California has the nation’s highest poverty rates, according to a new U.S. Census Bureau standard that includes cost-of-living factors. A good starting place to address that problem is to chip away at unnecessary barriers to work. Trade groups, however, recognize that the best way to inflate their members’ pay is to raise the cost of entry for others – and the more fields regulated this way, the more it keeps poor people in the welfare lines.

“One out of every five Californians must receive permission from the government to work,” explained a 2016 report from the state’s official watchdog agency, the Little Hoover Commission. “What once was a tool for consumer protection, particularly in the healing arts professions, is now a vehicle to promote a multitude of other goals. These include professionalism of occupations, standardization of services, a guarantee of quality and a means of limiting competition among practitioners, among others.”

Consider the freedom issue there too. We need to ask the government for permission to work?

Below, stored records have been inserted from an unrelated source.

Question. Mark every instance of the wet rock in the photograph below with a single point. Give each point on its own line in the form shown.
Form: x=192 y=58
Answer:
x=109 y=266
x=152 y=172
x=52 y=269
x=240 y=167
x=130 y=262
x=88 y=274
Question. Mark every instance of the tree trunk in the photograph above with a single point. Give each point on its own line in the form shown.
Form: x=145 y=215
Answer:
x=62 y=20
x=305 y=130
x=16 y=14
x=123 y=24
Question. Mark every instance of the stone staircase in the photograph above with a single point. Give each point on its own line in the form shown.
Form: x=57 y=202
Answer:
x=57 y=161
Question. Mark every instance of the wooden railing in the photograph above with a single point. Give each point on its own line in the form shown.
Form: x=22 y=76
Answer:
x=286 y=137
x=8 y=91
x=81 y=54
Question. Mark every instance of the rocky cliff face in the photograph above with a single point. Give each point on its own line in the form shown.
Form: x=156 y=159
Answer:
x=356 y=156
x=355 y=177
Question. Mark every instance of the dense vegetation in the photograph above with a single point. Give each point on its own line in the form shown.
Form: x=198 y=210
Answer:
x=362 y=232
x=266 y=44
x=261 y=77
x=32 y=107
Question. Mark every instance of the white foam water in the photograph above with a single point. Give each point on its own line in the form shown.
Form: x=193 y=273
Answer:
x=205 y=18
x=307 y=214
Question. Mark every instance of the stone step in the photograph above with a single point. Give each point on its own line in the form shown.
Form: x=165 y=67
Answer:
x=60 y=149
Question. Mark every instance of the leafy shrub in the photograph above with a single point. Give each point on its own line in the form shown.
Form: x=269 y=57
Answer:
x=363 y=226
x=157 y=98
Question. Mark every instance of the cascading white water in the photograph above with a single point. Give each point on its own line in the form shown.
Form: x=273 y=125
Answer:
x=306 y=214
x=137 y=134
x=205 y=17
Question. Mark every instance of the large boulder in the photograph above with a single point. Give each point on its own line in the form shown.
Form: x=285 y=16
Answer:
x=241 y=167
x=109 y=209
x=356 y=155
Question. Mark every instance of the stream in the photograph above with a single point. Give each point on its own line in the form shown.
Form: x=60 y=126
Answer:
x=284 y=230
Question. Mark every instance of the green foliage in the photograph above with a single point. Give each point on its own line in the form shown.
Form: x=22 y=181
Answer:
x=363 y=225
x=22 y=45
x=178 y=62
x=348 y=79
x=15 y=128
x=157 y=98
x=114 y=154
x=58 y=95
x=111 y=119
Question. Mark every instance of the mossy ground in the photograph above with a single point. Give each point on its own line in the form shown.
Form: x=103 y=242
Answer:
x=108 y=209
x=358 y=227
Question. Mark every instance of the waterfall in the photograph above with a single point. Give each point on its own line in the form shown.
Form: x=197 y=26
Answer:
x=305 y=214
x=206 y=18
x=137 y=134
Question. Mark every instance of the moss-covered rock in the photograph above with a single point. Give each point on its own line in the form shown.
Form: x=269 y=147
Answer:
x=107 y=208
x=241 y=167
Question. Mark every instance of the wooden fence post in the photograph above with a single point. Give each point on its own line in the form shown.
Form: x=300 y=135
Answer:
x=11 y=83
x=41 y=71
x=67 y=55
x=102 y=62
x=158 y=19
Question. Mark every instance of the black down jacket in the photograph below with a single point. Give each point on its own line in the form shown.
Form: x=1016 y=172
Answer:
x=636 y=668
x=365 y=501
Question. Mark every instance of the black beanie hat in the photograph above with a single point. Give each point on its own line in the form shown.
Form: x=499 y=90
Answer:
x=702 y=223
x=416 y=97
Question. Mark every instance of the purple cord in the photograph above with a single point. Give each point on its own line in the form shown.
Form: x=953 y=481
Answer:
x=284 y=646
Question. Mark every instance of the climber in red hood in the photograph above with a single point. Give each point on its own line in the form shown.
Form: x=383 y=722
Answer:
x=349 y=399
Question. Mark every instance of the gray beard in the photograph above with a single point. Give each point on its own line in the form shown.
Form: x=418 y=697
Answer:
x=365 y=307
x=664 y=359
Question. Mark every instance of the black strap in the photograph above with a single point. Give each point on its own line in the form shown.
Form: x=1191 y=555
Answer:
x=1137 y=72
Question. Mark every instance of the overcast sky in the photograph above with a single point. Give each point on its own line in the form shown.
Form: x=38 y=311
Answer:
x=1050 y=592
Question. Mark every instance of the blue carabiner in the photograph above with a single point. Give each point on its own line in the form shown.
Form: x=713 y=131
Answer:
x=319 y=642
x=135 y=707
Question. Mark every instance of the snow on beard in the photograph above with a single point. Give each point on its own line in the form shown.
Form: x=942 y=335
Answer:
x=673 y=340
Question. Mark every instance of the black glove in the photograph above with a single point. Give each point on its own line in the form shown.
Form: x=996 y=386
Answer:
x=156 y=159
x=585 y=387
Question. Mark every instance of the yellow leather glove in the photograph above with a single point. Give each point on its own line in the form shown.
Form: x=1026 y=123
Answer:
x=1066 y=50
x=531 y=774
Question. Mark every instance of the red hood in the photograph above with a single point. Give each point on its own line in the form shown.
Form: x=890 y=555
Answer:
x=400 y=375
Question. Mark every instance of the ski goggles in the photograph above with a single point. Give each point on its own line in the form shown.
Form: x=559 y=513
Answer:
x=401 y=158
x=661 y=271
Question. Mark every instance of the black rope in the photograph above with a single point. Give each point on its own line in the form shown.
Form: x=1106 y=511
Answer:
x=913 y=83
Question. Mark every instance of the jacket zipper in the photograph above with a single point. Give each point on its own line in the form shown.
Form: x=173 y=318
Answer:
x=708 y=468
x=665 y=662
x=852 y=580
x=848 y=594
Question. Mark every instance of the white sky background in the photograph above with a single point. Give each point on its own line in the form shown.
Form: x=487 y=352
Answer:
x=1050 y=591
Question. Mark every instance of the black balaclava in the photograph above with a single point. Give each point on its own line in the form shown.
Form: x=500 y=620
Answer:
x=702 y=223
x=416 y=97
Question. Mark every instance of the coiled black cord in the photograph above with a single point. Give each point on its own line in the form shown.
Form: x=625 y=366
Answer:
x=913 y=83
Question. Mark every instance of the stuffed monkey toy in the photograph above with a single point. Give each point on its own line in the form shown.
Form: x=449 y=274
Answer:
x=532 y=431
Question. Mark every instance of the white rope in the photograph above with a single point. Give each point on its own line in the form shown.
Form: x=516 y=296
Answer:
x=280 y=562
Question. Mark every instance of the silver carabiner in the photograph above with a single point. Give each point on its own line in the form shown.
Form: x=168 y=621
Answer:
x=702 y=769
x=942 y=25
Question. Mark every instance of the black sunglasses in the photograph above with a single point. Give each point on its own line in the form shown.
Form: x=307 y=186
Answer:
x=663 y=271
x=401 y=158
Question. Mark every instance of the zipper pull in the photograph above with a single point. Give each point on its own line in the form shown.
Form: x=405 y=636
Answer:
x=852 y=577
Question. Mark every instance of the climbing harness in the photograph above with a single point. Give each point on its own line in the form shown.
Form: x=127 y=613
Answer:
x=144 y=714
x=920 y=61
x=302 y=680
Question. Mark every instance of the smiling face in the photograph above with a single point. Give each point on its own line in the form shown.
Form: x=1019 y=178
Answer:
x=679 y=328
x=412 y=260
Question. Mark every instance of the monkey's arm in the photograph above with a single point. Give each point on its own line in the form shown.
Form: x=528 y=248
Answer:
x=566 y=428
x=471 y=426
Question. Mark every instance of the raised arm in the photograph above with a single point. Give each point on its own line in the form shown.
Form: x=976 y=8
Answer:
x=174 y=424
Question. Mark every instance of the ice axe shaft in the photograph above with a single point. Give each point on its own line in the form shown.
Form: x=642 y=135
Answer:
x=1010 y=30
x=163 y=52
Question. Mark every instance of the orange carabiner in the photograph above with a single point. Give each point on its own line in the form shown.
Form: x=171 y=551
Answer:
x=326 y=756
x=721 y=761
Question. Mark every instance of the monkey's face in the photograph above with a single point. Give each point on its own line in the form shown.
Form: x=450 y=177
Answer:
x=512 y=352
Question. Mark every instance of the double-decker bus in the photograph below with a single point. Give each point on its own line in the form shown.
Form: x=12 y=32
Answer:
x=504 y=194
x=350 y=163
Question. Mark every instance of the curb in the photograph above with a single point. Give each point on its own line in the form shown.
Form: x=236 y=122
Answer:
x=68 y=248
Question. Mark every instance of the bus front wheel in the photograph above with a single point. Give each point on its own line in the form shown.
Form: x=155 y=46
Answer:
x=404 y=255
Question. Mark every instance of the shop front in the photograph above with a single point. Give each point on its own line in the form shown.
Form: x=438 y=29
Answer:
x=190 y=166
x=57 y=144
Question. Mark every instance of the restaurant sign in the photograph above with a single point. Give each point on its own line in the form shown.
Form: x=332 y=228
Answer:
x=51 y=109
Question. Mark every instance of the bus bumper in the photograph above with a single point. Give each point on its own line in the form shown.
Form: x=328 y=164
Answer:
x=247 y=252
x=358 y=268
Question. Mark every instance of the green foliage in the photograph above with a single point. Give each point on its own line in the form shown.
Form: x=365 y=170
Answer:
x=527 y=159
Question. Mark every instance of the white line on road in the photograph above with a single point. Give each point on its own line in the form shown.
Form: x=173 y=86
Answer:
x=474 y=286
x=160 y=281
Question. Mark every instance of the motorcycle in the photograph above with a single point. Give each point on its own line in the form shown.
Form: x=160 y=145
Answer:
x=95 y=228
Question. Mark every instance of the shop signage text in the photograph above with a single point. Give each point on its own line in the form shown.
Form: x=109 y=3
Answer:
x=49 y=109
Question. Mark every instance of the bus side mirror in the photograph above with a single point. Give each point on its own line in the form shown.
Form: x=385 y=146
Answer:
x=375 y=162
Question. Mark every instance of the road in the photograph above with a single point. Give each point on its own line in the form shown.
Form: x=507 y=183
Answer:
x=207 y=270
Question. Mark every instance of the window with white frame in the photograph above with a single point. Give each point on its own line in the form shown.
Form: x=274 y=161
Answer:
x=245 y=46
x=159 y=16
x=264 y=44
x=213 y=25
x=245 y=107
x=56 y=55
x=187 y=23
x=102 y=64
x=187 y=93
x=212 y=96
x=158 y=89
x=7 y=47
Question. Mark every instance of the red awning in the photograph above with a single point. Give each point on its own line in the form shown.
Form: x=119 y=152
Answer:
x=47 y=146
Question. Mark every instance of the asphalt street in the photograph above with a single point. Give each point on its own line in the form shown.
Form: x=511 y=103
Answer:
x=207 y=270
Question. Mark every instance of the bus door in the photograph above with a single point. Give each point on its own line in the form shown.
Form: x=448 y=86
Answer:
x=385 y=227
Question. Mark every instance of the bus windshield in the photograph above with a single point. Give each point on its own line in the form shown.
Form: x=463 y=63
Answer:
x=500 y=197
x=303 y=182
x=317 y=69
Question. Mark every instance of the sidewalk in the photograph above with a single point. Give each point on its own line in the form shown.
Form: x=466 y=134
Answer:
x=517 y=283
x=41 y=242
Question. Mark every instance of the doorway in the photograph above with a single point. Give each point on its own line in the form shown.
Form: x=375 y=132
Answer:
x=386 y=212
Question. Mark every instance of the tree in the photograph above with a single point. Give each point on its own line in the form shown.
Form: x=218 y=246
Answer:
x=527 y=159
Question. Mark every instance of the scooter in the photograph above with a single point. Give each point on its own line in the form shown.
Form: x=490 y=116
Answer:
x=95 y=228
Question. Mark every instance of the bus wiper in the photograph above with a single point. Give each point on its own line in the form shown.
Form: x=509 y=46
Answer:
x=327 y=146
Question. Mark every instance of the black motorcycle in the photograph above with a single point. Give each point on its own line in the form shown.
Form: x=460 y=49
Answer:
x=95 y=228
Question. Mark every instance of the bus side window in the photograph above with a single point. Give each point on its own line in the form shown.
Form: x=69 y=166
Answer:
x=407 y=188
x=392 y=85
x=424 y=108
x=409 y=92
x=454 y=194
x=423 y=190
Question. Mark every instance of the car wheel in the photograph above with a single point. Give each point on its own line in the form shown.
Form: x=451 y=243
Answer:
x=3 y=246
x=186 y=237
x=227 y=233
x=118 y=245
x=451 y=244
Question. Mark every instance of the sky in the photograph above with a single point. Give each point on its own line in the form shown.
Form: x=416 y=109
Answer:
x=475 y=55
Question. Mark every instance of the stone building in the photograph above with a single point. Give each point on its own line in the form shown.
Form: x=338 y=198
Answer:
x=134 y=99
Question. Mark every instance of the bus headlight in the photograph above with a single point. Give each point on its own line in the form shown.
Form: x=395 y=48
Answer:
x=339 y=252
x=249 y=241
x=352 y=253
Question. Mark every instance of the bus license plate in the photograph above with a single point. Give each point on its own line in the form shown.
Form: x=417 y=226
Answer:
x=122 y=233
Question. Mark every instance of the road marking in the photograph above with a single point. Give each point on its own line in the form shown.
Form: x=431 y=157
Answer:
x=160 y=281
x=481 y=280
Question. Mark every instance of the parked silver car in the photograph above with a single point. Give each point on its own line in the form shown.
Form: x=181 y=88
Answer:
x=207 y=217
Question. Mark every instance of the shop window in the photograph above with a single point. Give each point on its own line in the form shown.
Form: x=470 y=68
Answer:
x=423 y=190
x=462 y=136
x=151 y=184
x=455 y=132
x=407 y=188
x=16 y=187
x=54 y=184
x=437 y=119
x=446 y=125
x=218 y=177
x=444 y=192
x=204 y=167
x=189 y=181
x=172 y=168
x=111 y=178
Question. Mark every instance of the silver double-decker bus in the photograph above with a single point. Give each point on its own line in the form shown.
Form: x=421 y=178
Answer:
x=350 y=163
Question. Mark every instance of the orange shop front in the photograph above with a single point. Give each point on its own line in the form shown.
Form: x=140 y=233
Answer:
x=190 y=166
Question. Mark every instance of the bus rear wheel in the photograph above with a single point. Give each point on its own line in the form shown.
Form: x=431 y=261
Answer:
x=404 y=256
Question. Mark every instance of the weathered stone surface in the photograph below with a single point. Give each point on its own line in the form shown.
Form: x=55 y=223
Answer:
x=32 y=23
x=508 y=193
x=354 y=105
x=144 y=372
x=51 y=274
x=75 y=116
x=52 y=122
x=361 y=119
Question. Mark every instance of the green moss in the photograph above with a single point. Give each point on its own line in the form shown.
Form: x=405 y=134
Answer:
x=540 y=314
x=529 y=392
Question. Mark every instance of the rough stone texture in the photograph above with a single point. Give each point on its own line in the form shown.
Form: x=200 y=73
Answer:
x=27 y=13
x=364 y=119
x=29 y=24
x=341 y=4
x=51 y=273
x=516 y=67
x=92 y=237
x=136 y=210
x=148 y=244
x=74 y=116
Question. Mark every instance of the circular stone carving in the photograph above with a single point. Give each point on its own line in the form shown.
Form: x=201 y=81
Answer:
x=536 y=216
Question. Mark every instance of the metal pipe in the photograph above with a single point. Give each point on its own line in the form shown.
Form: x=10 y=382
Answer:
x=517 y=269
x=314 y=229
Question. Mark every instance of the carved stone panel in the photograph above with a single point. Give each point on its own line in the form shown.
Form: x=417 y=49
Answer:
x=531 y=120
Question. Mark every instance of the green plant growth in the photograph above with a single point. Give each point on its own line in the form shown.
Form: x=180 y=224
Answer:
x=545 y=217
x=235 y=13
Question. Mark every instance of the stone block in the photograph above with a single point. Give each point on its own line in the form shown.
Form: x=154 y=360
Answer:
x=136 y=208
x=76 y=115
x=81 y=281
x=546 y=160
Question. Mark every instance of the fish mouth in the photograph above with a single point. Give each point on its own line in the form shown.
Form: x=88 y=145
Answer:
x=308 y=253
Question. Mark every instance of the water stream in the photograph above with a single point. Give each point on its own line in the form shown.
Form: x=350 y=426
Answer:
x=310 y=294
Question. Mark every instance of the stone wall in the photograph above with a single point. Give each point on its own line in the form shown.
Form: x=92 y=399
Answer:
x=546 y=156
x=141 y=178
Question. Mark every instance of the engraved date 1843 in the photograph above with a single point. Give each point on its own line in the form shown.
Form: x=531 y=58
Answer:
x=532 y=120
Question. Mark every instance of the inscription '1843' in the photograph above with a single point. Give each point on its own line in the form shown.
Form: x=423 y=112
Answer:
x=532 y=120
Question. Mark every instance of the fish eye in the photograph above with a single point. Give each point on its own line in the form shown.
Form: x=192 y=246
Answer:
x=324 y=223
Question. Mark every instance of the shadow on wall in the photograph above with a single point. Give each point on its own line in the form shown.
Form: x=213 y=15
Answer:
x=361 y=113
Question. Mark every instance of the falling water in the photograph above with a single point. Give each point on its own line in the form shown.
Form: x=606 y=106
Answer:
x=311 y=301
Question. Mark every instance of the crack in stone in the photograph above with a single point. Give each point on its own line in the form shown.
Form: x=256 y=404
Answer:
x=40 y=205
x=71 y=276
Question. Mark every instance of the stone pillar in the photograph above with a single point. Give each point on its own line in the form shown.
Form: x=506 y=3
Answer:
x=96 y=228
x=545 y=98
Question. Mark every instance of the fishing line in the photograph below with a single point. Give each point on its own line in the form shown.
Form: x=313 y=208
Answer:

The Little Hoover study found that the laws succeeded mainly in keeping “Californians from working, particularly harder-to-employ groups such as former offenders and those trained or educated outside of California, including veterans, military spouses and foreign-trained workers.” The problem is particularly acute for ex-offenders who often are barred from entering a variety of fairly low-skill professions by licensing rules that forbid them from entering the market.

Such concerns prompted even the Democratic Obama administration to call for far-reaching licensing reforms, yet California’s Democrats don’t even seem to understand the point of such efforts. Or maybe they just won’t let themselves understand the argument, given their political alliances. At any rate, they should at least stop pretending to care about the poor if they can’t embrace simple, cost-free policies that get poor Californians working.